Sangamo Therapeutics and Pfizer announced updated results from the Phase 1/2 Alta Study evaluating investigational SB-525 gene therapy for severe hemophilia A. The data reveals that SB-525 was generally well tolerated and demonstrated a dose-dependent increase in Factor VIII activity levels.
TrialSite News breaks down the updates to this important study.
What is the Alta Study?
The Phase 1/2 Alta study is an open-label, dose-ranging clinical trial designed to assess the safety and tolerability of SB-525 in patients with severe hemophilia A. The mean age of the ten patients assessed is 31 years (range 18-47). All ten patient is male. The US FDA has granted Orphan Drug, Fast Track, and regenerative medicine advanced therapy (RMAT) designation to SB-525, which also received Orphan Medicinal Product designation from the European Medicines Agency. SB-525 is being developed as part of a global collaboration between Sangamo and Pfizer.
Summary of Potential Update
- Hemophilia A patients taking the highest dose of this essential gene therapy are exhibiting significant boosts in levels of an important blood-clotting protein, offering Sangamo the opportunity to compete for leading efficacy against a competitive grouping in the market.

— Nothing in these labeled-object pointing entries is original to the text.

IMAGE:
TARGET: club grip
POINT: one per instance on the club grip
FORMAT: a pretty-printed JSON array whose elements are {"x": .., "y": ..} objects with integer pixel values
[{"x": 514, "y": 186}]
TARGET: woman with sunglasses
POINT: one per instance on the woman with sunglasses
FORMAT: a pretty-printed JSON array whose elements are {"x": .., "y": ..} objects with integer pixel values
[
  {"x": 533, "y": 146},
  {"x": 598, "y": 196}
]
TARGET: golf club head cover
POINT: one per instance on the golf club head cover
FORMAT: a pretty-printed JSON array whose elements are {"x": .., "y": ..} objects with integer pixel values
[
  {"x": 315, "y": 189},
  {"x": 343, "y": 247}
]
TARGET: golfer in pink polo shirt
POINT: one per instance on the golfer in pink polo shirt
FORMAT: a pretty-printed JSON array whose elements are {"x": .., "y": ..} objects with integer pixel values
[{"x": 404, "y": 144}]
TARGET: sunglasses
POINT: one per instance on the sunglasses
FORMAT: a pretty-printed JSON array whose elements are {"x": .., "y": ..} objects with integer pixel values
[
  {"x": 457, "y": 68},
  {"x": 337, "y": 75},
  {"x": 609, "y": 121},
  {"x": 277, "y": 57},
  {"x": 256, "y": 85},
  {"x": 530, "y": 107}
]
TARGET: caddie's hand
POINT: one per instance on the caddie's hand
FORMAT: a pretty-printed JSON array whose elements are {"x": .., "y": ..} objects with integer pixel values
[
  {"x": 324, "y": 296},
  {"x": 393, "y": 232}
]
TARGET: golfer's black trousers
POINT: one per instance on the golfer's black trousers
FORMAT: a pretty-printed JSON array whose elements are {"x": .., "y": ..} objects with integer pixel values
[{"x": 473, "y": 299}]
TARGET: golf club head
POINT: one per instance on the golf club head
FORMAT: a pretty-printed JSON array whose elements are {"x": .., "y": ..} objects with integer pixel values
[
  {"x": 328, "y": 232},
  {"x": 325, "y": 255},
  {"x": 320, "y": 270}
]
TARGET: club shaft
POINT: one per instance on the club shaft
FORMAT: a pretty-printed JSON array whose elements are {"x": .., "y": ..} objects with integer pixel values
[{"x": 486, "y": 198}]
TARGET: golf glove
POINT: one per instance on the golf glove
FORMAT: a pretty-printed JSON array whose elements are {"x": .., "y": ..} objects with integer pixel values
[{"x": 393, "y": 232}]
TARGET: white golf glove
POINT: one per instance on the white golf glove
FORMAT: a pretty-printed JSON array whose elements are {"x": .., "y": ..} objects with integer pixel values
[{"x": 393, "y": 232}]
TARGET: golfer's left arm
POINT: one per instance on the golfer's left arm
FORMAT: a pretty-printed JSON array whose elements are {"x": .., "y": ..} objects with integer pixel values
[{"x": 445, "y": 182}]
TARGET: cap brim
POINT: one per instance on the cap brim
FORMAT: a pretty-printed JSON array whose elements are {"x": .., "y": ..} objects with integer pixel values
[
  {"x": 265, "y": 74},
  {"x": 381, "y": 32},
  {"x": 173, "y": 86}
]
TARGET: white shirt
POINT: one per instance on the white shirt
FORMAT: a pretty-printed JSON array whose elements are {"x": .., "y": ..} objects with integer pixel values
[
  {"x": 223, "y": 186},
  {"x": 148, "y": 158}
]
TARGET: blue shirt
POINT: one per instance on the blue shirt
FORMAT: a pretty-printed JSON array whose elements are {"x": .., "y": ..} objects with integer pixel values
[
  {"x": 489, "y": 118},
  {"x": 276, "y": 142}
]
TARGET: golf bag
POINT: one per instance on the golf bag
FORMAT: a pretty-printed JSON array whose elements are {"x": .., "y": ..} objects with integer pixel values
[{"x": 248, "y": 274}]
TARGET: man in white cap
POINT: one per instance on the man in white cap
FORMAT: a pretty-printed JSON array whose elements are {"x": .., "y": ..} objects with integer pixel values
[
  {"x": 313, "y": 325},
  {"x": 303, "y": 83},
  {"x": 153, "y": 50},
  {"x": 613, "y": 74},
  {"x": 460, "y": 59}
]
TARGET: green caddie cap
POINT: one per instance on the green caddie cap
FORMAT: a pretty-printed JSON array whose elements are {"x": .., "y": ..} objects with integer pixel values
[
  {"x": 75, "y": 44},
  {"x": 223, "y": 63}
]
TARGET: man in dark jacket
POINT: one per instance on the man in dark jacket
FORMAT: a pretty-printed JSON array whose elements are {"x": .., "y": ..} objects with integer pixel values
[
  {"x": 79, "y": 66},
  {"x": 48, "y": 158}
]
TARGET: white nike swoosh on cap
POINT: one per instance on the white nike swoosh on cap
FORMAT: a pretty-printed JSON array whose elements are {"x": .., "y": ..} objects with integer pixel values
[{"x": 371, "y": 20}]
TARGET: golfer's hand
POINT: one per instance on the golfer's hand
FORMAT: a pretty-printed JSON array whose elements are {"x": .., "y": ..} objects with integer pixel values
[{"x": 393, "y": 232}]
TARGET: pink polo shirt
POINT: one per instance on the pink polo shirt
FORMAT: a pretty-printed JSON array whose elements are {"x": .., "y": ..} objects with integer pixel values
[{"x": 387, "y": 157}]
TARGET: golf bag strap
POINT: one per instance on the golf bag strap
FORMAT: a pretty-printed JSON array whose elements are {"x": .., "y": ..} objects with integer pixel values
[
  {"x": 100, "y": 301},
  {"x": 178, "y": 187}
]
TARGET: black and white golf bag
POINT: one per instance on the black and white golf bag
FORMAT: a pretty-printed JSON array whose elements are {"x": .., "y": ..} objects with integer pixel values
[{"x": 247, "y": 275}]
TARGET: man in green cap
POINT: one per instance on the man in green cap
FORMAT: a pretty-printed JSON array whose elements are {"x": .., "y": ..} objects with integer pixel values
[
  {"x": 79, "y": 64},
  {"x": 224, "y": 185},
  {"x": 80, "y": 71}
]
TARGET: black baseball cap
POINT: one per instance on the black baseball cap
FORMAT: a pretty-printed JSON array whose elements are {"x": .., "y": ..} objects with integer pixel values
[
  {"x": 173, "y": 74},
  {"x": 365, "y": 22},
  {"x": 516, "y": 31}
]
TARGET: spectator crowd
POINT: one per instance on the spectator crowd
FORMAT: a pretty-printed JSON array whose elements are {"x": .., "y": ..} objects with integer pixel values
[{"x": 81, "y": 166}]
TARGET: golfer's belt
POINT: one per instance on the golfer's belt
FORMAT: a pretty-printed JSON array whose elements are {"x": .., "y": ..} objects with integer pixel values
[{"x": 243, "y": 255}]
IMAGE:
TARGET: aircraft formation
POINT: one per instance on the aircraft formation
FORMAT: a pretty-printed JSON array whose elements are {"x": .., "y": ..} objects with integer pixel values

- With this new interim data presented at an Australian conference, it reveals patients who received the highest dose of SB-525 are sustaining normal levels of the essential protein that hemophilia patients lack—Factor VIII
- These results are from a Phase 1/2 study. BioMarin and Spark Therapeutics have investigational gene therapy hemophilia treatments further advanced down the pipeline—in Phase 3. However SB-525 results reveal it could be competitive with these other treatments.
The Results Thus Far
The data has shown thus far that SB-525 has been generally well-tolerated and demonstrated a dose-dependent increase in Factor VIII (FVIII) activity levels. The first two patients treated at the 3e13 vg/kg dose rapidly achieved normal levels of FVIII activity as measured using a chromogenic assay, with no reported bleeding events, and the response continues to be durable for as long as 24 weeks, the extent of the follow-up. The two patients more recently treated at the 3e13 vg/kg dose level are demonstrating FVIII activity kinetics that appears consistent with the first two patients treated in this dose cohort at similar early time points. The data from 10 patients treated with SB-525 were presented during an oral presentation on July 6 at the XXVII Congress of the International Society of Thrombosis and Haemostasis (ISTH) in Melbourne, Australia.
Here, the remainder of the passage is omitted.